PURPOSE:An inflammatory-immunological marker, neutrophil-to-lymphocyte ratio (NLR), was evaluated as a surrogate indicator for prognosis of advanced lung adenocarcinoma patients. METHODS:The subjects of this study were 199 never smokers with advanced lung adenocarcinoma, who were enrolled in a prospective randomized phase III study (First-SIGNAL) comparing gefitinib with gemcitabine plus cisplatin as first-line therapy. The values of NLR were assessed at two time points: at baseline (pretreatment) and on day 1 of the second cycle (posttreatment). RESULTS:A higher posttreatment NLR was associated with a worse tumor response (median posttreatment NLR, 1.56 for partial response, 1.64 for stable disease, and 2.70 for progressive disease; P < 0.001). The risk of progression was higher when the posttreatment NLR was higher [hazard ratio (HR) = 1.23, 95 % confidence interval (CI) 1.15-1.31; P < 0.001]. A high posttreatment NLR was associated with an increased risk of death (HR = 1.13, 95 % CI 1.06-1.21; P < 0.001). These associations did not differ according to treatment arms. When total patients were divided into four groups according to the cutoff points of pre- and posttreatment NLRs, those with a high pretreatment NLR that declined substantially after treatment showed improved survival compared with those with a high pretreatment NLR that remained high even after treatment (median overall survival, 22.0 and 15.8 months, respectively; P < 0.001). CONCLUSIONS:A high posttreatment NLR is associated with poor prognosis. An early reduction in the NLR after effective treatment may indicate survival improvement in the patients with poor prognosis.

译文

目的:炎性免疫标记物,嗜中性粒细胞与淋巴细胞之比(NLR)被评估为晚期肺腺癌患者预后的替代指标。
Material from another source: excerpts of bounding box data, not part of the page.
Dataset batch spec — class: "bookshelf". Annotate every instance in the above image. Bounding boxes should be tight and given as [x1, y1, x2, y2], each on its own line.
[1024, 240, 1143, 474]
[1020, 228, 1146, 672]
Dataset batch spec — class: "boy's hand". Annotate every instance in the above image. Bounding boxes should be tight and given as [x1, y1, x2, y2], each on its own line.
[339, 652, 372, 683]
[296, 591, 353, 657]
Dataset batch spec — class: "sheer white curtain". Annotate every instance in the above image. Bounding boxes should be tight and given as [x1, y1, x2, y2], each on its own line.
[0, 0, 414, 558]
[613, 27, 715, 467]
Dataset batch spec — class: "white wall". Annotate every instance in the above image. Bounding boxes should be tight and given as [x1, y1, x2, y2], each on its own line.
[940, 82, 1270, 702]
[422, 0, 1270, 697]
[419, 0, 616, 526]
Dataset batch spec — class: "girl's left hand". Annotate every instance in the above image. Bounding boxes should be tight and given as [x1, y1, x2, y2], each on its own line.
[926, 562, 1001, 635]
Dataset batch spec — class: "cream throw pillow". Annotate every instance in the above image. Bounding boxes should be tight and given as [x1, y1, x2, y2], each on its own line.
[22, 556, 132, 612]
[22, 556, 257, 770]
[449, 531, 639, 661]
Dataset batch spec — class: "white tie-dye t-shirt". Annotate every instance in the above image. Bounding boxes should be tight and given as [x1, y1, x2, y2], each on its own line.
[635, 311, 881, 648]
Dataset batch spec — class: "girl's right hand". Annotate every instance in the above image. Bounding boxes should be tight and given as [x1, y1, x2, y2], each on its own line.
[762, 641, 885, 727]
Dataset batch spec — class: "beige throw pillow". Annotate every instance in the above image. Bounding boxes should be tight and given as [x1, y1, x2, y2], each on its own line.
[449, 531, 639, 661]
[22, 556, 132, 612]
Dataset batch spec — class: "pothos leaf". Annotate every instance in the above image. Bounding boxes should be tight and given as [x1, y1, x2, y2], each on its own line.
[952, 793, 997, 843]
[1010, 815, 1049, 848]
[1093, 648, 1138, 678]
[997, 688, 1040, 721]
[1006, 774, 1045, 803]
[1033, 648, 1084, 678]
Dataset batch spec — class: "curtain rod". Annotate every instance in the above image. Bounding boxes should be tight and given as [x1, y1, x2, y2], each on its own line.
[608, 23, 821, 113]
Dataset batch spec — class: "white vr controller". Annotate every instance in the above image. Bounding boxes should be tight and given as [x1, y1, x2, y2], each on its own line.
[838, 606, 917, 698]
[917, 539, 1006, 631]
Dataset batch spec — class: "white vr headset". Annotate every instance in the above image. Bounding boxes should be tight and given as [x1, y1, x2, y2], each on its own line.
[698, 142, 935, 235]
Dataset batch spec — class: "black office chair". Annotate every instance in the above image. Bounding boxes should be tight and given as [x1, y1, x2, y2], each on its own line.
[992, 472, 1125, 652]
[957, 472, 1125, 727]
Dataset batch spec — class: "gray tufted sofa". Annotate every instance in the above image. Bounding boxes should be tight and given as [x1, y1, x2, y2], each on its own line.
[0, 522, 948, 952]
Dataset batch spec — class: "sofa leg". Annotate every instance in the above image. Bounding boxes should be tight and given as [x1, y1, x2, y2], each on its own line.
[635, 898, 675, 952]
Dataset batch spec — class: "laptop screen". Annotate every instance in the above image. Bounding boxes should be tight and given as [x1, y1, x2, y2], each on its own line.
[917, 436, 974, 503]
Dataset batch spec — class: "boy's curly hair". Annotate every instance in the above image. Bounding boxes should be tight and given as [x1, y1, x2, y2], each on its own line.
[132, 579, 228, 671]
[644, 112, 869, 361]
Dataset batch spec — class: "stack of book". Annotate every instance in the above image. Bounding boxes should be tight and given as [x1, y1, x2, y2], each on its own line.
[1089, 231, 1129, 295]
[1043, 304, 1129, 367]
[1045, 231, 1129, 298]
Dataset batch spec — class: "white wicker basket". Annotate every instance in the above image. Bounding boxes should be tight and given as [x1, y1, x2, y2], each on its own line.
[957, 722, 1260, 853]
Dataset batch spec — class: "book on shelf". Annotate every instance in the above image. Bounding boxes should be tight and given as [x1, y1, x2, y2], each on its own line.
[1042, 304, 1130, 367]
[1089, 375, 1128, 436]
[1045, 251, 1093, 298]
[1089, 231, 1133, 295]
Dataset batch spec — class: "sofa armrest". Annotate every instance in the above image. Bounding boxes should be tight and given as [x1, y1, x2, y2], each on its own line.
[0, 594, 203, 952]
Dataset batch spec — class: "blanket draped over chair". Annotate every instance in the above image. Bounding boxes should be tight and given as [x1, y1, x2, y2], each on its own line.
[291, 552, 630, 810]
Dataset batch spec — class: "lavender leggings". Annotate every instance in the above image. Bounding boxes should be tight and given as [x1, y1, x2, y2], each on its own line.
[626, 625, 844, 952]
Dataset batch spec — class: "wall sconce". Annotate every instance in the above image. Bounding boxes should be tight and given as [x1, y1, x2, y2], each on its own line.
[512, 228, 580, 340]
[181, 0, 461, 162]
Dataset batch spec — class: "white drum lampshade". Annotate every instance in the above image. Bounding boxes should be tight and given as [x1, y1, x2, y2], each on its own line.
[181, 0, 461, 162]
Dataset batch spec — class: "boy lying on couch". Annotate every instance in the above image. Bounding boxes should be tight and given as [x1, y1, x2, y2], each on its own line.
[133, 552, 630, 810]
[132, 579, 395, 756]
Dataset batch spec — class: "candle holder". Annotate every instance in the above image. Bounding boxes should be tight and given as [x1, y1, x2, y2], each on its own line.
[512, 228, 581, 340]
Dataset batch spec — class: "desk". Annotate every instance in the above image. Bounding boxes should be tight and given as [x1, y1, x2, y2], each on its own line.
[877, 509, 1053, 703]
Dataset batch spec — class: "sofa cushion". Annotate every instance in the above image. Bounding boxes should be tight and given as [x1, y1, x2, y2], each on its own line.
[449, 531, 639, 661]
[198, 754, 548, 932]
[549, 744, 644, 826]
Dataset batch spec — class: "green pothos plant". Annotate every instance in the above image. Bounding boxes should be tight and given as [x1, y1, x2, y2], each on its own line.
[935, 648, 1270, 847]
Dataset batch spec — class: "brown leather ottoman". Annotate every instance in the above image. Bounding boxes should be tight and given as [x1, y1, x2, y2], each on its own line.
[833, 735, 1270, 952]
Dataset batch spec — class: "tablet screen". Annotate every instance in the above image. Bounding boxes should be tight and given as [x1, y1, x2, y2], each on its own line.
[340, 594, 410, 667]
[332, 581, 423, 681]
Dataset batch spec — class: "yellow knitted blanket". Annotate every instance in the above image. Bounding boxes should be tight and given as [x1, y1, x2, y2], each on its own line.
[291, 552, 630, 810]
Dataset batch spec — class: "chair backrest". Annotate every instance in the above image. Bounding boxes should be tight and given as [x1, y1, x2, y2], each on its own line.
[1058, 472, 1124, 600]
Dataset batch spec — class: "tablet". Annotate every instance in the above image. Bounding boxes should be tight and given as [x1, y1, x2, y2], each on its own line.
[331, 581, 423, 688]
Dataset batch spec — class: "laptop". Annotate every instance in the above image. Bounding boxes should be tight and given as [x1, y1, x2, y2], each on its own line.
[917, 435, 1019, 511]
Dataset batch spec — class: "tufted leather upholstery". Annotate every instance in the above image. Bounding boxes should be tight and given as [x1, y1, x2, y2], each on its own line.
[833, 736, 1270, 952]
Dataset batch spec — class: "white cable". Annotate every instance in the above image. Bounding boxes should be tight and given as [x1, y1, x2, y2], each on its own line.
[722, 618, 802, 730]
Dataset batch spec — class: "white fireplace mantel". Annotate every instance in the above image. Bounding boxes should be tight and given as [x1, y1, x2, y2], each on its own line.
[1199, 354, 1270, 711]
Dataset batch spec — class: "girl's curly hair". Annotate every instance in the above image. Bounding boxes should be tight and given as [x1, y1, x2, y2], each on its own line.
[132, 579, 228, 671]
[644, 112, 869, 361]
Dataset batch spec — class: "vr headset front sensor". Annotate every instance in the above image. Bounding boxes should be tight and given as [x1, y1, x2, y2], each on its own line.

方法:本研究的受试者为199位从不吸烟的晚期肺腺癌患者,他们参加了一项前瞻性随机III期研究(First-SIGNAL),比较吉非替尼与吉西他滨加顺铂作为一线治疗。在两个时间点评估NLR值:在基线(治疗前)和第二个周期的第1天(治疗后)。
结果:较高的治疗后NLR与较差的肿瘤反应相关(治疗后中位NLR为1.56,部分反应为1.64,稳定疾病为2.70,进行性疾病为2.70; P <0.001)。当治疗后的NLR较高时,进展风险较高[风险比(HR)= 1.23,95%置信区间(CI)1.15-1.31; P <0.001]。较高的治疗后NLR会增加死亡风险(HR = 1.13,95%CI 1.06-1.21; P <0.001)。这些关联根据治疗方式而没有不同。当根据治疗前和治疗后NLR的临界点将患者分为四组时,与治疗前NLR较高但仍在治疗后仍高的患者相比,治疗前NLR较高而在治疗后明显下降的患者的生存期得到了改善。总生存期分别为22.0和15.8个月; P <0.001)。
结论:较高的治疗后NLR与不良预后有关。有效治疗后NLR的早期降低可能表明预后不良患者的生存率得到了改善。